Are you going to be able to use the chip and run for all of your shots around the green? Of course not. Golf courses feature a variety of types of terrain and obstacles to deal with, and some are friendlier to the chip and run than others. As long as you are comfortable with the technique required to hit a chip and run, you should be able to find plenty of opportunities to put this shot to use.

Other Options

Senior Chip and Run Lesson by PGA Teaching Pro Dean Butler

Golf is not a simple game. If it were, you’d be able to use your chip and run shot for all of your needs around the green, and that would be that. Of course, that would make for a rather boring game, so it can be seen as a good thing that you need to have so many shots in your arsenal. When a chip and run shot isn’t going to do the job, consider turning to one of these other options.

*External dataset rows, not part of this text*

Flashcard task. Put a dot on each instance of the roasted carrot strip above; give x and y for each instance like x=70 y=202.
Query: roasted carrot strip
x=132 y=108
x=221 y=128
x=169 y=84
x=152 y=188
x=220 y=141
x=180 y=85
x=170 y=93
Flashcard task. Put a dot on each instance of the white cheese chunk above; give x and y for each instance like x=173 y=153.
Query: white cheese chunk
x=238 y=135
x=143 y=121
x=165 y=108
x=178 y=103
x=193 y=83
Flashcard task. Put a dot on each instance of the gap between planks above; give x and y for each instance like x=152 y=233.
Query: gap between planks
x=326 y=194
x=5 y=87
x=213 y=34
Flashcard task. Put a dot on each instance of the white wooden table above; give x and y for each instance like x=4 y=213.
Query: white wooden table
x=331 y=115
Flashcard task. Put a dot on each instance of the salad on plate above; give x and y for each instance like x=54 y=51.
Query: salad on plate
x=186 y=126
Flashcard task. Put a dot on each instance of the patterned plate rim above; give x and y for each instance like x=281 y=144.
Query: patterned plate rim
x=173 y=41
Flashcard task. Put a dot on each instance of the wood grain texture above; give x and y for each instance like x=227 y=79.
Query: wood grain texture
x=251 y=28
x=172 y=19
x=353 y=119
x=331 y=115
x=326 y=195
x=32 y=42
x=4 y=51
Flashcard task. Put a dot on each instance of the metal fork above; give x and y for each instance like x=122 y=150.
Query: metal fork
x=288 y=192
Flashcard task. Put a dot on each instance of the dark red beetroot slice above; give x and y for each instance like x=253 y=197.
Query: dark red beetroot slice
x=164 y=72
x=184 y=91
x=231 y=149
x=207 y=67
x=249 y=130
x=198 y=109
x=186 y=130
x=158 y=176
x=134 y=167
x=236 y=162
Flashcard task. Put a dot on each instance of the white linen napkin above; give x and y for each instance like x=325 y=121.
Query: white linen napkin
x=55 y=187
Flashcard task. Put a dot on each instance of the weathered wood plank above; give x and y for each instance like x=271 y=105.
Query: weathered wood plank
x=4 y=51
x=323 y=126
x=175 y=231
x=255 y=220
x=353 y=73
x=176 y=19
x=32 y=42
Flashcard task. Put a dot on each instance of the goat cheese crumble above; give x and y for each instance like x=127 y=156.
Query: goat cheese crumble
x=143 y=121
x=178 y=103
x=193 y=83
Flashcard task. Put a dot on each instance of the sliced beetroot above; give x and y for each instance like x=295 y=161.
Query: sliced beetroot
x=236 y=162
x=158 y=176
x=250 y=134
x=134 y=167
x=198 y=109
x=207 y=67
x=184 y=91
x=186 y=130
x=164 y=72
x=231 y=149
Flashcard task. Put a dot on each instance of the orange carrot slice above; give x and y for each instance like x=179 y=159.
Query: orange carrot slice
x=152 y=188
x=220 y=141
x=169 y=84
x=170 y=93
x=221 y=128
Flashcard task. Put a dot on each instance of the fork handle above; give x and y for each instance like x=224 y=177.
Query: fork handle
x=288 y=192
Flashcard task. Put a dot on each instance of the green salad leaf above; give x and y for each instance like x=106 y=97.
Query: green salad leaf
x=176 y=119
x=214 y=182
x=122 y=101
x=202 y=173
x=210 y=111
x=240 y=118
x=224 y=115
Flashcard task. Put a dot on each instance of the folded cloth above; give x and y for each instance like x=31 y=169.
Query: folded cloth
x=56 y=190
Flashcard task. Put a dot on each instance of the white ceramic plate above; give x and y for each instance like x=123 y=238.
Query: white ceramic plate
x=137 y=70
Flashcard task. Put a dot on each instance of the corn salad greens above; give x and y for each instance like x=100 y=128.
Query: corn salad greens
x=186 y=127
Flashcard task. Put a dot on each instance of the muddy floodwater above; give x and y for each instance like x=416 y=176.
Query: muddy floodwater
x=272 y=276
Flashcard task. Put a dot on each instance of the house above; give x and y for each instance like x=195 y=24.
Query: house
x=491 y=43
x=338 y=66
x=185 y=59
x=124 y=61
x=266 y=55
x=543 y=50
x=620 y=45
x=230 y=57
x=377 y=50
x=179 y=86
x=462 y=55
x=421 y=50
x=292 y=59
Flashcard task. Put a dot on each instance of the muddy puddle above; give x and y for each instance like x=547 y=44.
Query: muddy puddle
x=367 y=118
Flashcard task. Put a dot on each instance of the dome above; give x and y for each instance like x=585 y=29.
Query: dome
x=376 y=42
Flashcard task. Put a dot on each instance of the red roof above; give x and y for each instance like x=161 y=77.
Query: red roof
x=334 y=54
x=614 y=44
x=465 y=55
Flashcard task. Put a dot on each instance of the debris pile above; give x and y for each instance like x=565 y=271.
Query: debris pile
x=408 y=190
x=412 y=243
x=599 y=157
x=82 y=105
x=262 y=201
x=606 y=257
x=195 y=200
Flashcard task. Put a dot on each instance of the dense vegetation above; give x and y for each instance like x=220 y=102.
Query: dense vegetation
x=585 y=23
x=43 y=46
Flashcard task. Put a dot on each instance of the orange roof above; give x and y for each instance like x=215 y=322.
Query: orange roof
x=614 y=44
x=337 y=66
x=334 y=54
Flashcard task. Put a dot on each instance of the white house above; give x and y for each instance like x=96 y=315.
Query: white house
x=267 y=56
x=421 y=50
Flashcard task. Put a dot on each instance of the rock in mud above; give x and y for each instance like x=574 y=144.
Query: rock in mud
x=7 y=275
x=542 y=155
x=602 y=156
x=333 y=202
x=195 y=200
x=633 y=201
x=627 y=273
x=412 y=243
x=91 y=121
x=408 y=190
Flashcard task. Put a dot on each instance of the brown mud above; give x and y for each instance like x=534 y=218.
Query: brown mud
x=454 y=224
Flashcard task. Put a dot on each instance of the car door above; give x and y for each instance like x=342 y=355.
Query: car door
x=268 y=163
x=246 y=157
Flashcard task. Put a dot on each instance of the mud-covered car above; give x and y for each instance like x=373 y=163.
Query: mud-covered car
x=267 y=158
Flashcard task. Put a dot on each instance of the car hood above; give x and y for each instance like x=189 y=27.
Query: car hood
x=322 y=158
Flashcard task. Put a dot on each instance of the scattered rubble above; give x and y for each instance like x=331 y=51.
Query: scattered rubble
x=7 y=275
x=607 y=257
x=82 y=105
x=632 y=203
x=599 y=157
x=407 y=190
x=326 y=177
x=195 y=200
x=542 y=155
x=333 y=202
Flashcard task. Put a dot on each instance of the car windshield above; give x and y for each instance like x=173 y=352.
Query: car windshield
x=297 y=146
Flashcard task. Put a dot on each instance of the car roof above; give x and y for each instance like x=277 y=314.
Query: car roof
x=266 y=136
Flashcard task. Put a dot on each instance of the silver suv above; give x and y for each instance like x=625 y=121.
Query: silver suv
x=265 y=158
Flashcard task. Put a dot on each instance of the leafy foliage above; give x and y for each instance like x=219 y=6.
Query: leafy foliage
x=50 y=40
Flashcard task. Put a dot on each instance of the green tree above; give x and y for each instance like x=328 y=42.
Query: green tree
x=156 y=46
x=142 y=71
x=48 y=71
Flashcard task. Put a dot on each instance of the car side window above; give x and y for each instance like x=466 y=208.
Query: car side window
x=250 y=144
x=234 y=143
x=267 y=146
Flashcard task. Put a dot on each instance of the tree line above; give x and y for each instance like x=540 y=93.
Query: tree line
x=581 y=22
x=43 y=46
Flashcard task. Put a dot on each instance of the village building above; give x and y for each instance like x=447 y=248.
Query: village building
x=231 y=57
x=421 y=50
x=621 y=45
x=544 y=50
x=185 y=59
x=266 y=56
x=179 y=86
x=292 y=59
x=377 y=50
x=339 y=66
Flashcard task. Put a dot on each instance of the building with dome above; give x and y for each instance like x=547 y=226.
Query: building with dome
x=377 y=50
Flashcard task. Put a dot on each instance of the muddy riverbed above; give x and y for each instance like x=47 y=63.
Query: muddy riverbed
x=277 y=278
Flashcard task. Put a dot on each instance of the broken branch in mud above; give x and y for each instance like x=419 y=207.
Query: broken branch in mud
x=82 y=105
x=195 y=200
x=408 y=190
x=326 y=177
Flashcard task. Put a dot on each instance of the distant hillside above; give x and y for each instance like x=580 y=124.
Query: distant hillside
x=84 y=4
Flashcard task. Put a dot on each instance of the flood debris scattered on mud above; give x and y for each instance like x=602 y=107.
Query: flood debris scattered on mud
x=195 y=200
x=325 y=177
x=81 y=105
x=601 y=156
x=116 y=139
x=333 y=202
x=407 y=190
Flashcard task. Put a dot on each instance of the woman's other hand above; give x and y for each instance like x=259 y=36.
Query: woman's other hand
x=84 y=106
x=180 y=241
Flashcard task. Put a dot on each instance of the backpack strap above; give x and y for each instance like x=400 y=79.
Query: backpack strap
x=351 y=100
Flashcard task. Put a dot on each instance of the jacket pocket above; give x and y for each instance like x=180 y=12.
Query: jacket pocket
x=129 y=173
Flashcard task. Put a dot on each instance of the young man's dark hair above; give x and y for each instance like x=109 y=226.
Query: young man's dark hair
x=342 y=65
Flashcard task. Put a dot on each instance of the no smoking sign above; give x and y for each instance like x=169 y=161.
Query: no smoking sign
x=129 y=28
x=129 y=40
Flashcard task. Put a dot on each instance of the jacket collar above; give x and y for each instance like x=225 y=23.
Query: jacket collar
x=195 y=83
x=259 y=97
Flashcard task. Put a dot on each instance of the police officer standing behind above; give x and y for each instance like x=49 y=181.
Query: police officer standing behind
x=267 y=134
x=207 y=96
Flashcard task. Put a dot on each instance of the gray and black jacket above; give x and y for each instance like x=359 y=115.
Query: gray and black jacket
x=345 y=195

  • Standard chip shot. While there is no exact definition of a standard chip shot, most golfers would agree that this is a shot that flies partway onto the green before bouncing once or twice and rolling out toward the hole. Usually, some backspin is used to help the ball stop, but there will still be quite a bit of roll out on this play. Club selection for a standard chip shot can range anywhere from a 9-iron or PW on up to a lob wedge.
  • Lob shot. When you need to stop the ball quickly and can’t rely on spin to do the job, you’ll turn to a lob shot. This is a short game shot where the ball is sent high into the sky, so it can come down softly on the green and move only a short distance after it lands. You can get out of a lot of trouble with this type of shot, but it is not the easiest shot to execute. You need a good lie, a highly-lofted wedge, and plenty of practice to make this one work.
  • Chip and check. The last alternative on our list might be the most impressive to watch, and the hardest to execute. When you have a good lie and at least a little room to work with, you can attempt to play the ball aggressively up toward the hole while using spin to stop the shot quickly. If you are going to use this shot, you need to have enough speed through the hitting area to impart a high rate of spin, and you need to make clean contact with the ball.

For senior golfers, and players of all ages for that matter, the chip and run is a highly useful shot. Work on your technique so you can consider this one of your go-to short game shots moving forward. As you find more and more chances to use the chip and run, it’s likely that your percentage of up and downs will improve, and so too will your scores. Good luck!